Before testing in Times Square, these prototypes were initially presented at the pop-up show. Because the project is site-specific, I wasn’t really testing for user experience at the pop-up show. There’s no way I could extensively achieve that in the kitchen of D12. So I went into the pop-up show with the intention of practicing how I talk about the project, how effectively I can communicate the idea in as few words as possible. I was also debuting the Dante concept, so it was good to get feedback on that angle as people digested the content without the real experience.
This resulted in confirming the Dante angle is amusing and relatable to people.
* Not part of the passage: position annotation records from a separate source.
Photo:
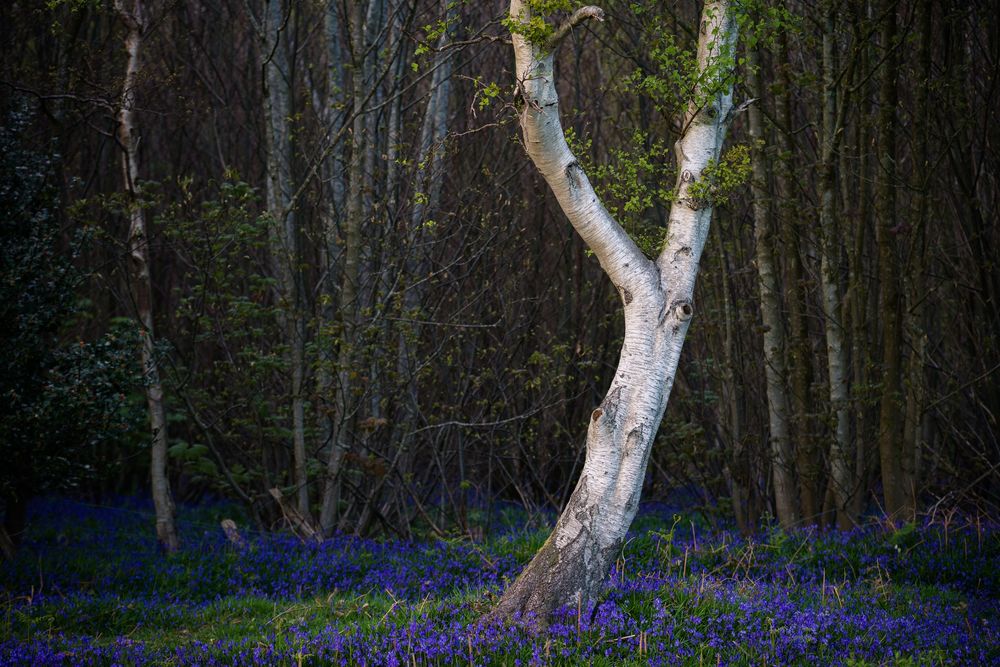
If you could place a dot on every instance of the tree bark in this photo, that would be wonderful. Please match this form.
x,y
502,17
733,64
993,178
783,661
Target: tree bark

I also tested these prototypes in my Maps as Media class and everyone agreed the inferno metaphor is delightful and makes them want to actually try my tour in Times Square.
I could see developing City Projectour as a format that offers different kinds of tour experiences. So you could select from the hallucinatory inferno experience or the non-narrative, purely playful experience. The latter would involve visuals more like my initial project development: character-driven, fun, non-sensical but cool to play with, more like animated stickers on the city (i.e. the alpaca, the mario, the fire, the Trump, etc).
The user profile for this experience is the wild child because it’s more appealing to kids, or to our inner-child playfulness. I tested these visuals with my 6 year old nephew, who needed no instruction and immediately fell in love with the experience.
Wild Child 1 Flowers and waterfalls
Wild Child 2 Light bulb guy
Wild Child 3 Mario, “But I love this.”
Wild Child 4 Mario, “I want to see this everyday in my room. Send me this video!”
These were useful tests just to see how intuitively playful the medium is. While this designed experience likely won’t lead City Projectour, I do think there remains a place for this style of play in the project.
Additional Content Tests
In addition to the Dante experience, I tested this playful Times Square in-situ history approach. I directed the user to go to 1 Times Square where the world’s first news ticker, “The Zipper,” used to be mounted until it disappeared in 2017. See video here.
Autumn ablaze. Thinking about projections on canopies of changing leaves: how light would play with the color and opacity. Made me imagine the canopy as night sky, whose constellations of light tell the mythic, elemental stories of its creation.
Testing the feel of moving the projector to animate a walking loop or something like this Mario clip.